If you dabble much in the food world, you've likely heard the phrase "Fat carries flavor." Though true enough in a general sense, this mantra has also encouraged the fat philosophy that more is always better. For starters, that's simply false—there's a reason we don't pour cream over our cereal in the morning. But even when used judiciously, fat doesn't always carry flavor; sometimes it can dull, mute, or outright obscure it. Just imagine a scoop of lemon sorbet versus lemon gelato.
So when our editor Miranda Kaplan told me she was thinking about dumping the skim milk left in her fridge by some holiday houseguests, I threw myself between the jug and the drain. While skim milk may not be everyone's first choice as a beverage, it's a remarkable actor in dessert. That's because milk is rarely a primary source of fat in a recipe, making the difference between whole and skim almost negligible in the face of heavy hitters like butter, chocolate, cream, and egg yolks.
To put that in context, the difference between whole and skim milk is eight grams of fat per cup, working out to +/- 0.66 grams of fat per serving in recipes for muffins, cake, or pie, which typically serve 12. Which is to say: no big deal either way. There are certainly recipes that rely on whole milk for fat, flavor, and body (think ice cream and flan), but for general-purpose baking, it's not nearly as essential as you'd suppose. To better illustrate that point, here are eight of my favorite recipes that don't really care what kind of milk you have on hand.
Dark Chocolate Cream Pie
With a quarter pound of dark chocolate, eight large egg yolks, a half cup of high-fat Dutch cocoa, and a supremely buttery crust, my Double-Chocolate Cream Pie is plenty rich whether you opt for whole milk or skim. Strangely enough, it actually tastes darker when you use skim milk, because milk solids have a way of muting chocolate's flavor.
Look, some of the best breads in the world are made with water, so there's no reason to feel that using skim milk means cutting any corners with chewy English Muffins. Plus, skim and whole milk contain nearly equal amounts of lactose, so your English muffins will griddle up just as deliciously brown either way.

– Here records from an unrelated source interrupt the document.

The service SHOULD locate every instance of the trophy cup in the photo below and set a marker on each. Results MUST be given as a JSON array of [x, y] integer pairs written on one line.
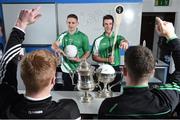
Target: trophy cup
[[105, 74], [85, 80]]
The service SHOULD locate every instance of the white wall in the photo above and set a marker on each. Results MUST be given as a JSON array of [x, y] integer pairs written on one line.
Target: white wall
[[148, 6]]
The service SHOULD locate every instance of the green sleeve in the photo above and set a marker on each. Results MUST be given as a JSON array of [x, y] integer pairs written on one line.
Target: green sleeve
[[85, 43], [119, 39]]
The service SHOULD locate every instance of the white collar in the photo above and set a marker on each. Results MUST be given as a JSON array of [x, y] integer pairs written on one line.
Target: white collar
[[36, 99]]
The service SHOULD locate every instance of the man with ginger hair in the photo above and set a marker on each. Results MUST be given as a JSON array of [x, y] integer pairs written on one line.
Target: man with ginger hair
[[38, 73]]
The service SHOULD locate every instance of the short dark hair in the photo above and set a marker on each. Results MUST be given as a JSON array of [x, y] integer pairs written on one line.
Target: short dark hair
[[139, 62], [108, 17], [72, 16]]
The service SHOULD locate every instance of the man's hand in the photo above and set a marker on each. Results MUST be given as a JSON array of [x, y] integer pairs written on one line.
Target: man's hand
[[111, 59], [124, 44], [76, 59], [165, 29], [27, 17]]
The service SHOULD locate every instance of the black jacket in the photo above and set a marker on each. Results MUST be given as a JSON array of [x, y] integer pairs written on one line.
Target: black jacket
[[142, 102], [14, 105]]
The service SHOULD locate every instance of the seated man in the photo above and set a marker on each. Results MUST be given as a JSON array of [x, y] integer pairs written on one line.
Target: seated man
[[137, 100], [38, 73]]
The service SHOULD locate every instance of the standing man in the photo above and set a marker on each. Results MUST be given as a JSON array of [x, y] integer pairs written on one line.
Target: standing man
[[71, 37], [38, 70], [102, 48], [137, 100]]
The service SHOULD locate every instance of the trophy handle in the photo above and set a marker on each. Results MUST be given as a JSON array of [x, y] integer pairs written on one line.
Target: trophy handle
[[119, 82]]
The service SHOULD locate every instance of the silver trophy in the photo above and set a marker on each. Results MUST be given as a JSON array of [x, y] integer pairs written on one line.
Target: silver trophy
[[105, 74], [85, 80]]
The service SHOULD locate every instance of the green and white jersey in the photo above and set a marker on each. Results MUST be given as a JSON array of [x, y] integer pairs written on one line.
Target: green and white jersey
[[80, 40], [102, 47]]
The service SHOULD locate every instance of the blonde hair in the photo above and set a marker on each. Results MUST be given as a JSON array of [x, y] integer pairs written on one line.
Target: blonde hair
[[37, 69]]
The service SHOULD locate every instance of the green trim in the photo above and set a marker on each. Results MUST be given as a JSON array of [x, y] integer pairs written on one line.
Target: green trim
[[172, 38], [176, 89], [113, 107], [161, 113], [137, 86]]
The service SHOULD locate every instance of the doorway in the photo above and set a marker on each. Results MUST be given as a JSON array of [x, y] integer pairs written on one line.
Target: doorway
[[148, 33]]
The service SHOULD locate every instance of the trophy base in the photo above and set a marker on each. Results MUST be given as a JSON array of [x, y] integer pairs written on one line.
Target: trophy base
[[86, 99], [104, 94]]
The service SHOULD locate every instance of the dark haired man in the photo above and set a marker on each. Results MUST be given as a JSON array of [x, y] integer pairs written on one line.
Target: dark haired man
[[102, 48], [78, 39], [38, 71], [137, 100]]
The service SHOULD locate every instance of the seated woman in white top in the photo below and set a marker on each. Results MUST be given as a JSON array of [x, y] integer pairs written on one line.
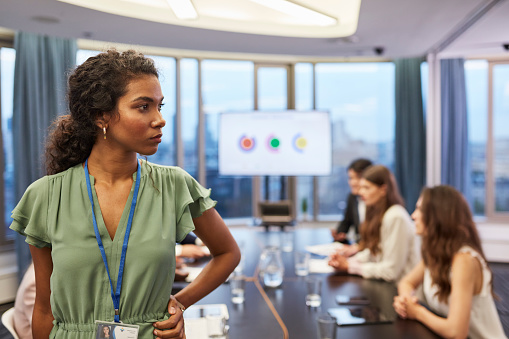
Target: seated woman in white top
[[387, 248], [456, 281]]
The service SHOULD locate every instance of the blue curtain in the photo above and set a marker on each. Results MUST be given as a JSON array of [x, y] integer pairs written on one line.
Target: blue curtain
[[454, 159], [410, 139], [40, 82]]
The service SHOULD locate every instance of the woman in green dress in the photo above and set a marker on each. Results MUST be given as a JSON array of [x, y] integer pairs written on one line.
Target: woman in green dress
[[102, 225]]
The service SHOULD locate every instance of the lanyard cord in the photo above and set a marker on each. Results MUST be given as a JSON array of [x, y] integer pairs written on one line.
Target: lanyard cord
[[115, 296]]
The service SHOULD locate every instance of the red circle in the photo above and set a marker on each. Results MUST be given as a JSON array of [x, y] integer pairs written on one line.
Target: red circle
[[247, 143]]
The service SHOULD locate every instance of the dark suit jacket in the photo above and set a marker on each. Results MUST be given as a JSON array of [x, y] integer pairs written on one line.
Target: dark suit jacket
[[351, 217]]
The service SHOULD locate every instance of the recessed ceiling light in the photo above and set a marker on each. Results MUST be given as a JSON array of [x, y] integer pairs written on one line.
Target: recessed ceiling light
[[46, 19], [183, 9], [302, 13]]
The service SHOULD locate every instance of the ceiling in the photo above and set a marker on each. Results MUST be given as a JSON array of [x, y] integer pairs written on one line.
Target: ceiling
[[386, 29]]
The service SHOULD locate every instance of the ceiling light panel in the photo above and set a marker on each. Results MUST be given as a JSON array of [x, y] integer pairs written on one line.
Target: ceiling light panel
[[242, 16], [305, 15]]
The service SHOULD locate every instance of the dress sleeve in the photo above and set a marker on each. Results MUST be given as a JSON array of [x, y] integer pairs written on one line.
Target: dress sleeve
[[194, 199], [394, 245], [30, 215]]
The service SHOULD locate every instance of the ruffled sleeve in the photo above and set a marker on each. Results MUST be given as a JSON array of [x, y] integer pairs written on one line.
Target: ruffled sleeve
[[192, 200], [31, 213]]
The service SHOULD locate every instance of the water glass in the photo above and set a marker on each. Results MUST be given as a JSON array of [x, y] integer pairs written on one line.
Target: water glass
[[302, 263], [271, 267], [237, 288], [326, 326], [314, 292]]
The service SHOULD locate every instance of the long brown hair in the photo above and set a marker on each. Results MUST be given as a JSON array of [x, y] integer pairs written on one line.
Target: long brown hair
[[448, 227], [370, 228], [94, 89]]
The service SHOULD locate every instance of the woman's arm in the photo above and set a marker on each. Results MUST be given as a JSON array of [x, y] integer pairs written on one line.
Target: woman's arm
[[42, 318], [211, 229], [465, 274], [406, 289]]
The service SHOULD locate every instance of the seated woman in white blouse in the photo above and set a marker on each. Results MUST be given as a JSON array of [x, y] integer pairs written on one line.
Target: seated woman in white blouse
[[388, 248], [456, 281]]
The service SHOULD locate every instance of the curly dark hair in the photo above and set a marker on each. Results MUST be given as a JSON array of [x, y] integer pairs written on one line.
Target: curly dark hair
[[93, 90]]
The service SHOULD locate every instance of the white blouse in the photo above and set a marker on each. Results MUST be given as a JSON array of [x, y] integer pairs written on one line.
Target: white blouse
[[399, 249], [484, 319]]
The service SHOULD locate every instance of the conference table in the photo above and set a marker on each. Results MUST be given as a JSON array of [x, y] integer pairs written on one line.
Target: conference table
[[281, 313]]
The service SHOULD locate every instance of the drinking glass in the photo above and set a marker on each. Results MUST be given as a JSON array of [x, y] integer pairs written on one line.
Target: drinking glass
[[326, 326], [237, 288], [314, 291], [302, 263]]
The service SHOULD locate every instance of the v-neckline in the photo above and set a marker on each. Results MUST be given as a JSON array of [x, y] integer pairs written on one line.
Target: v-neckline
[[103, 230]]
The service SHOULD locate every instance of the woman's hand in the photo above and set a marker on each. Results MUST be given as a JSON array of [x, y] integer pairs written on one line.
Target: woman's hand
[[399, 305], [339, 262], [412, 307], [174, 326], [349, 250], [406, 306]]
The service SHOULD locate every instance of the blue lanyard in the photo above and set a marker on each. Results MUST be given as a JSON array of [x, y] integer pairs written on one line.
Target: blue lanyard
[[114, 295]]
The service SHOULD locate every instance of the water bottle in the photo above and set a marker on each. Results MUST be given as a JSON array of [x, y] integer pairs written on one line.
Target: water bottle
[[271, 267]]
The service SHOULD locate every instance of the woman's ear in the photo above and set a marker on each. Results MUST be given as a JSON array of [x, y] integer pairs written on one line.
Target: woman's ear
[[102, 121]]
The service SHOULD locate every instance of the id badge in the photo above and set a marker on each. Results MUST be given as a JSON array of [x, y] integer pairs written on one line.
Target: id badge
[[112, 330]]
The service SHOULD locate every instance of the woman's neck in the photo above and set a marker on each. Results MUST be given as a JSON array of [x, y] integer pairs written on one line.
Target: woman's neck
[[111, 166]]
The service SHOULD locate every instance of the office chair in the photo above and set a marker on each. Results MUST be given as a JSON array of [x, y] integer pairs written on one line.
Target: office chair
[[8, 322], [276, 213]]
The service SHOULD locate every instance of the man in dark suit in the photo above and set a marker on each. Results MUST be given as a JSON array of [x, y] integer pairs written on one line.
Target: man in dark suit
[[355, 209]]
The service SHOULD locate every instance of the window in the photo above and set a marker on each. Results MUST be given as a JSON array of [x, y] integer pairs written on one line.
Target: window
[[166, 153], [227, 86], [190, 113], [360, 98], [7, 58], [476, 79], [500, 166]]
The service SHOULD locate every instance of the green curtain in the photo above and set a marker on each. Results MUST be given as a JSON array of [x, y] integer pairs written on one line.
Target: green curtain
[[40, 82], [410, 138], [455, 164]]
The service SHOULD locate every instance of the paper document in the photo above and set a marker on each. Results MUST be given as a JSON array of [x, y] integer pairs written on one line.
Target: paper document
[[324, 249]]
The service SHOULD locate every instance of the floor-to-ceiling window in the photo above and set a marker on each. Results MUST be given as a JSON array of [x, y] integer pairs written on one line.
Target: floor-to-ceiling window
[[500, 133], [7, 59], [190, 114], [360, 98], [227, 87], [476, 80]]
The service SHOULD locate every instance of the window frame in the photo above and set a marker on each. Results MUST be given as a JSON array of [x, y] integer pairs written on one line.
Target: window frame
[[491, 215]]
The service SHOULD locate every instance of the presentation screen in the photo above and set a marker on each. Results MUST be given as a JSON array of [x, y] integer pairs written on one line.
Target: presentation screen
[[275, 143]]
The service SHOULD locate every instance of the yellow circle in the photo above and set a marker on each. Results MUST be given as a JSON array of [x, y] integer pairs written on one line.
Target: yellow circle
[[301, 143]]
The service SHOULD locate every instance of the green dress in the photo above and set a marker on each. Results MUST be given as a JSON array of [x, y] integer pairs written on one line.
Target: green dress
[[55, 212]]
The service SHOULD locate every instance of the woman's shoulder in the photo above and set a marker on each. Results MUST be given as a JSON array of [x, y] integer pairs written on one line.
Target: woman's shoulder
[[396, 211], [164, 169]]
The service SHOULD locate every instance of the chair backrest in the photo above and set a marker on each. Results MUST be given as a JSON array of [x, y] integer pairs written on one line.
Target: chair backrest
[[8, 322], [276, 211]]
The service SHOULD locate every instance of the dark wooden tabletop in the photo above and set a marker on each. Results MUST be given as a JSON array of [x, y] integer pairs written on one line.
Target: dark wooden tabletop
[[281, 313]]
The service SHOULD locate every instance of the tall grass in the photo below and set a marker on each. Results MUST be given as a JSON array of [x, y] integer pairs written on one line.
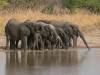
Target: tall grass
[[85, 21]]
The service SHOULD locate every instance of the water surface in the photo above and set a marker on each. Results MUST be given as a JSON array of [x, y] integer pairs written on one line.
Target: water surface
[[57, 62]]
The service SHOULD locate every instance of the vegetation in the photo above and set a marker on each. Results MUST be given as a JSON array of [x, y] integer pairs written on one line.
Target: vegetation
[[85, 13], [48, 5]]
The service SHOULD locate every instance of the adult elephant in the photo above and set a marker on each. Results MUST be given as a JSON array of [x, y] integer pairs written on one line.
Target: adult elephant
[[49, 34], [71, 30], [16, 31]]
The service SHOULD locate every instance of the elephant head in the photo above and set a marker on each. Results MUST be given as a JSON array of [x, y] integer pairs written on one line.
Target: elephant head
[[76, 33]]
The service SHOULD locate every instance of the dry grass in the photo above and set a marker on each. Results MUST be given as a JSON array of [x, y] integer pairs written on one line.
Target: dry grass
[[85, 21]]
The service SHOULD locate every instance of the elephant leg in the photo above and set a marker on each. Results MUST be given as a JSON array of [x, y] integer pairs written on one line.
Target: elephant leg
[[11, 44], [42, 44], [24, 42], [74, 41], [70, 42], [17, 44], [7, 42]]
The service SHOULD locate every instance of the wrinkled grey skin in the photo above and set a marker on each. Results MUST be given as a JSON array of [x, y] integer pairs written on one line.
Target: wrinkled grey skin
[[16, 31], [38, 42], [72, 31], [50, 36]]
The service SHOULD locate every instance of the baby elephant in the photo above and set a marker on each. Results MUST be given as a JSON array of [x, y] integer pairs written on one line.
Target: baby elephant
[[36, 42]]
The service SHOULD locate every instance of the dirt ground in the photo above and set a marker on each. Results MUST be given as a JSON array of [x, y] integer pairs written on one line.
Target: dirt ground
[[93, 40]]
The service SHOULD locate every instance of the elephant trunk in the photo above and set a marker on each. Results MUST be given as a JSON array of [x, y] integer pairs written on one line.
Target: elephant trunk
[[82, 37]]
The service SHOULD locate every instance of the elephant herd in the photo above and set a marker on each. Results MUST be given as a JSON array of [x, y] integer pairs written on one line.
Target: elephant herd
[[42, 34]]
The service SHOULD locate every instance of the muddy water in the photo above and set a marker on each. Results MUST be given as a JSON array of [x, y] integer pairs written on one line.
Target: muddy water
[[58, 62]]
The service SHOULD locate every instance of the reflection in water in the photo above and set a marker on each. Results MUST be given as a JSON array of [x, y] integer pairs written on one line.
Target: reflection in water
[[39, 62], [38, 58], [58, 62]]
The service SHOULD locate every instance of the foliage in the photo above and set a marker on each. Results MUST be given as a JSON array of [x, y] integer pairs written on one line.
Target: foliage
[[92, 5]]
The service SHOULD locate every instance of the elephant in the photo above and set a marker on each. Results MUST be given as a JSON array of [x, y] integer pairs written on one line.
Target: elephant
[[71, 30], [38, 42], [16, 31], [48, 33]]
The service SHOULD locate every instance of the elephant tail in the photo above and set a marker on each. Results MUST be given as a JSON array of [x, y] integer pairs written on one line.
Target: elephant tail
[[82, 37]]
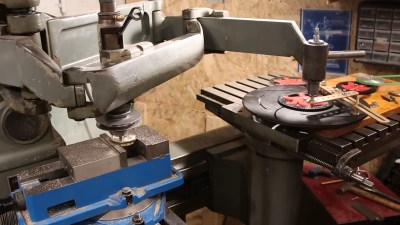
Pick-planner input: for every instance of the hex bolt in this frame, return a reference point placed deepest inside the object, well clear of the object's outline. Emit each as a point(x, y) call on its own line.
point(137, 219)
point(127, 193)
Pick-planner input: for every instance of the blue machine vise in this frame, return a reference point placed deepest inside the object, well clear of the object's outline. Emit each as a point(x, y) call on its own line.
point(100, 182)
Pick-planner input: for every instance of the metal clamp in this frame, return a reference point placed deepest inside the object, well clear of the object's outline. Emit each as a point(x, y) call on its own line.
point(346, 172)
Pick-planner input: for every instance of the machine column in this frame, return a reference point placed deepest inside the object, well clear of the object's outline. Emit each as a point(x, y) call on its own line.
point(275, 184)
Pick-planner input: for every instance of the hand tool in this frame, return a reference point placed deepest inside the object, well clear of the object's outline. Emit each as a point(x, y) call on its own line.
point(376, 80)
point(381, 194)
point(390, 99)
point(366, 211)
point(368, 195)
point(393, 93)
point(331, 182)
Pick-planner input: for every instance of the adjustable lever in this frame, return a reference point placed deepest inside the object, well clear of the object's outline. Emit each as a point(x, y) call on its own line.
point(136, 14)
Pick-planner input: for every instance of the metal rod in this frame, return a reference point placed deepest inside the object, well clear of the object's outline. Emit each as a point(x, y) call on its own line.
point(346, 54)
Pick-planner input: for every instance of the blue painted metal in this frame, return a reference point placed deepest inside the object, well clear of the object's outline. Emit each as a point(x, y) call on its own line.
point(101, 194)
point(151, 215)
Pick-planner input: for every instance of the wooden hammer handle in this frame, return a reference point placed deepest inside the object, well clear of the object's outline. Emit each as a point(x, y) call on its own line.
point(360, 192)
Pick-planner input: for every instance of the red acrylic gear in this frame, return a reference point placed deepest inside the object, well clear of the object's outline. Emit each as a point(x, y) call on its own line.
point(301, 99)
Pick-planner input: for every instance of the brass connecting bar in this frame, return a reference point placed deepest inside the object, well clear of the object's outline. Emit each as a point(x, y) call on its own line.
point(355, 103)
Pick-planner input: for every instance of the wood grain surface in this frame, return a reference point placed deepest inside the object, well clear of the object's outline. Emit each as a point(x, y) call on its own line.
point(384, 108)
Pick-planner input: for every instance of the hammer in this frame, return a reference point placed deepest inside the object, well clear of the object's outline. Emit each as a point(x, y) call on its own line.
point(362, 193)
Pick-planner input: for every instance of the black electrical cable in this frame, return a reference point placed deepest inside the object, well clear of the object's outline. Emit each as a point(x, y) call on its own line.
point(6, 205)
point(7, 213)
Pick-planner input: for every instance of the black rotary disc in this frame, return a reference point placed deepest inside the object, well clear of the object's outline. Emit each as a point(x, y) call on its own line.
point(264, 104)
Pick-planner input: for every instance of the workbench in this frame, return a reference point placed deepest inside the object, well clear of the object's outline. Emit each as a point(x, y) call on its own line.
point(338, 206)
point(325, 146)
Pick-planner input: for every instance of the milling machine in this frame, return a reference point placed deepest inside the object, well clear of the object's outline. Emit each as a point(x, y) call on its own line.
point(95, 66)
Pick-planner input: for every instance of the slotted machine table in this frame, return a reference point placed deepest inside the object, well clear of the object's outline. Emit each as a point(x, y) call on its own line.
point(324, 147)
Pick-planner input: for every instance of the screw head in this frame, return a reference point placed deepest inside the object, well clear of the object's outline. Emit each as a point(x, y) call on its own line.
point(137, 219)
point(126, 191)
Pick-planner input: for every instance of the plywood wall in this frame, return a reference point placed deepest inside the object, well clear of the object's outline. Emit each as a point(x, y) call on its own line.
point(172, 107)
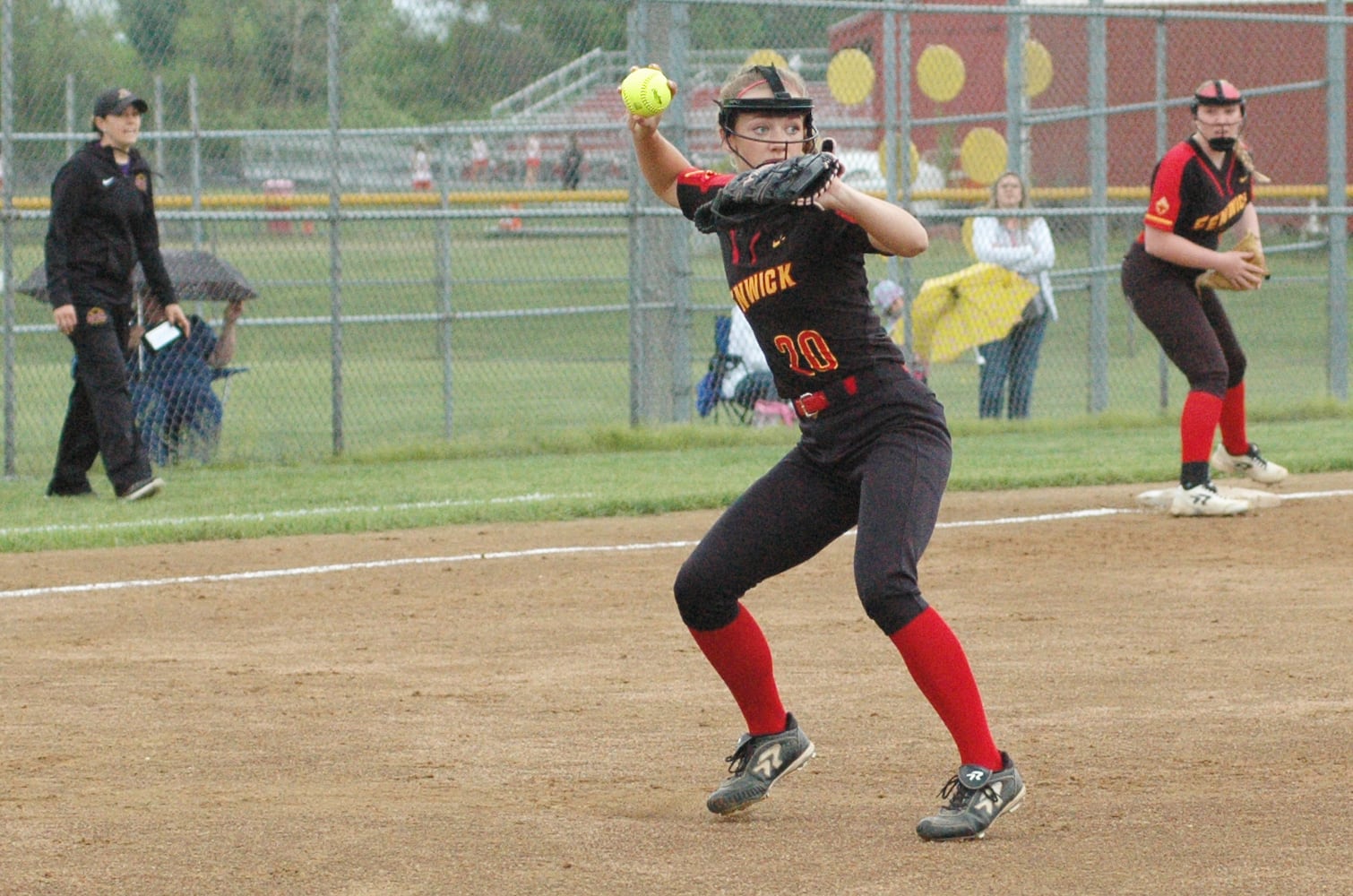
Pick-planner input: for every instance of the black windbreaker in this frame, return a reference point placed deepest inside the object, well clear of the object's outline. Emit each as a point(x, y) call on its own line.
point(103, 220)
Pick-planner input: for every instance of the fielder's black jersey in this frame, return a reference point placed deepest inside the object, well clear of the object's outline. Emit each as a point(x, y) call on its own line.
point(798, 275)
point(103, 220)
point(1195, 199)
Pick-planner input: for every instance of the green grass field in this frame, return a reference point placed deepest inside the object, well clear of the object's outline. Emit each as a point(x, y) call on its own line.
point(539, 387)
point(599, 472)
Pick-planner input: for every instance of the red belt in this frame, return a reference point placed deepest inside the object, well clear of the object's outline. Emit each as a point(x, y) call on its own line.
point(812, 403)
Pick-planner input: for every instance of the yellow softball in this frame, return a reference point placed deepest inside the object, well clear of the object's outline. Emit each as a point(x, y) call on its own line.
point(646, 92)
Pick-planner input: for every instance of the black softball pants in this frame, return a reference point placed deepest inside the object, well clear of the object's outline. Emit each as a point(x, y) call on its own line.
point(1193, 329)
point(99, 416)
point(892, 492)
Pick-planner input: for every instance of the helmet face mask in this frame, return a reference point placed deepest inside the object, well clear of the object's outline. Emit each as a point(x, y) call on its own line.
point(1217, 93)
point(780, 103)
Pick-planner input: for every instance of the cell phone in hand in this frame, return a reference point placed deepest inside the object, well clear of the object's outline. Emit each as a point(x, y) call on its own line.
point(161, 336)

Homemade Fudgsicles and Pudding Pops
Because whole and skim milk are equally good water- and lactose-delivery systems, my Overnight Brown-Butter Yeast-Raised Waffles will turn out chewy no matter which you use. Besides, it's the inclusion of brown butter that makes them so tender and rich.
Sweet Potato Pie
Again, with equal amounts of lactose to offer, skim and whole milk will both develop the same toasty toffee flavors during the reduction stage for my Silky Sweet Potato Pie. The skim version is lighter, to be sure, by about two grams of fat per slice. But, with three whole eggs and six ounces of heavy cream, it's still plenty rich.
Classic Blueberry Muffins
In these old-school muffins, richness comes from butter, both in the batter itself and slathered on the finished product. Milk's primary role in Classic Blueberry Muffins is hydration, turning a pile of dry ingredients into a batter, facilitating gluten development to provide structure, and generating steam for the muffins' rise. You'll get those benefits regardless of whether you choose whole milk or skim, so use whatever you have on hand.
Thanks to malted milk powder, loads of egg yolks, and a handful of white chocolate, my favorite Butterscotch Pudding is creamy and rich, with or without whole milk. For me, skim is actually preferable, because it provides the same light-bodied consistency I loved in stovetop Jell-O pudding as a kid.
To reiterate, my affection for skim milk has nothing to do with cutting calories—did you see how many whipped cream recipes I published last year?! Rather, it's about acknowledging milk's role as a water/lactose delivery system rather than a source of fat in most desserts. Sure, there will always be ice creams and oven-baked custards that depend on every last gram of dairy fat, and such recipes will surely make that clear by calling for "whole milk." But when a recipe of mine calls for milk, know that I'm not making a concession when I say that "any percentage will do."